Liepmann spent the summer term of 1932 on a post-doctoral scholarship at the Graduate Institute of International and Development Studies in Geneva after which he returned to Heidelberg, where until 1934 he worked as a research assistant under von Weber in the research programme supported by the Rockefeller Foundation on "Zum wirtschaftlichen Schicksal Europas" ("Concerning the Economic Fate of Europe").

In 1936 Liepmann moved to the UK, on account of growing harassment connected with his Jewish origins. In 1938 he published his only book on political economics, a comprehensive quantitative and comparative study of the development of customs tariffs in the principal European trading nations, and their economic effects. Given the growing protectionism shortly before and during the Great Depression, which provided rich data for the period between 1927 and 1931, the work attracted considerable interest, and was discussed in British periodicals. In order to compare average increases in customs tariffs in various countries, Liepmann chose a notional 'sample list' of goods, rather than using actual country-specific goods and quantities, and used it to calculate 'potential tariff levels'. He demonstrated, using statistical material, that tariffs for all product categories, and in particular for agricultural produce, had risen sharply in the five years following the failed World Economic Conference of 1927, and he was a critic of British protectionism.

The Nazi police authorities classified Liepmann as an enemy of the state after his emigration. In early 1940 the Reich Security Main Office added him to The Black Book, an index of persons who, in the event of a successful invasion of Britain by the German army, were to be found and arrested as a matter of high priority by SS Commandos who would follow the occupying forces.

In early 1940 Liepmann was offered research funding at Queen's University in Kingston, Ontario, but was unable to take it up owing to his internment by the British authorities in May 1940 as an enemy alien. Following his release in February 1941, he was unable to obtain either a visa or an ocean passage to Canada to take up the position. In 1942 he received a scholarship to work at the Royal Institute of International Affairs/Chatham House in Cambridge; then from April to September 1943 he was employed for his linguistic skills as a monitor by the BBC.

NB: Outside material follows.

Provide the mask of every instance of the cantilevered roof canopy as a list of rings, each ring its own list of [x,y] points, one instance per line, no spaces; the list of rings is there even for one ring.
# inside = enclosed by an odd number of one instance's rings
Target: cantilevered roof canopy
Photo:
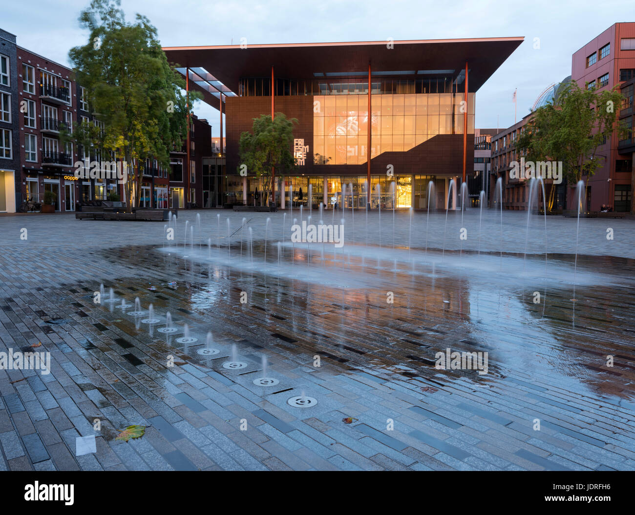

From January 1944 Liepmann was a German teacher at the County Grammar School for Boys (now Langley Park School for Boys) in Beckenham, Kent.

== Publications ==
- Wirtschaft und Revolution 1848 in Deutschland. Ökonomie und soziologische Beiträge zur Geschichte ihrer wechselseitigen Beziehungen, 1931.
- Tariff Levels and the Economic Unity of Europe. An Examination of Tariff Policy, Export Movements and the Economic Integration of Europe, 1913–1931, (Translated by H. Stenning, Introduction by Sir Walter Layton), Allan & Unwin, London 1938. (reprint: Philadelphia 1980)
- Erinnerungen an Karl Jaspers aus den Jahren 1925–1936, in: Klaus Piper, Hans Saner (ed.): Erinnerungen an Karl Jaspers, Piper, Munich/Zürich 1974, S. [47]–52.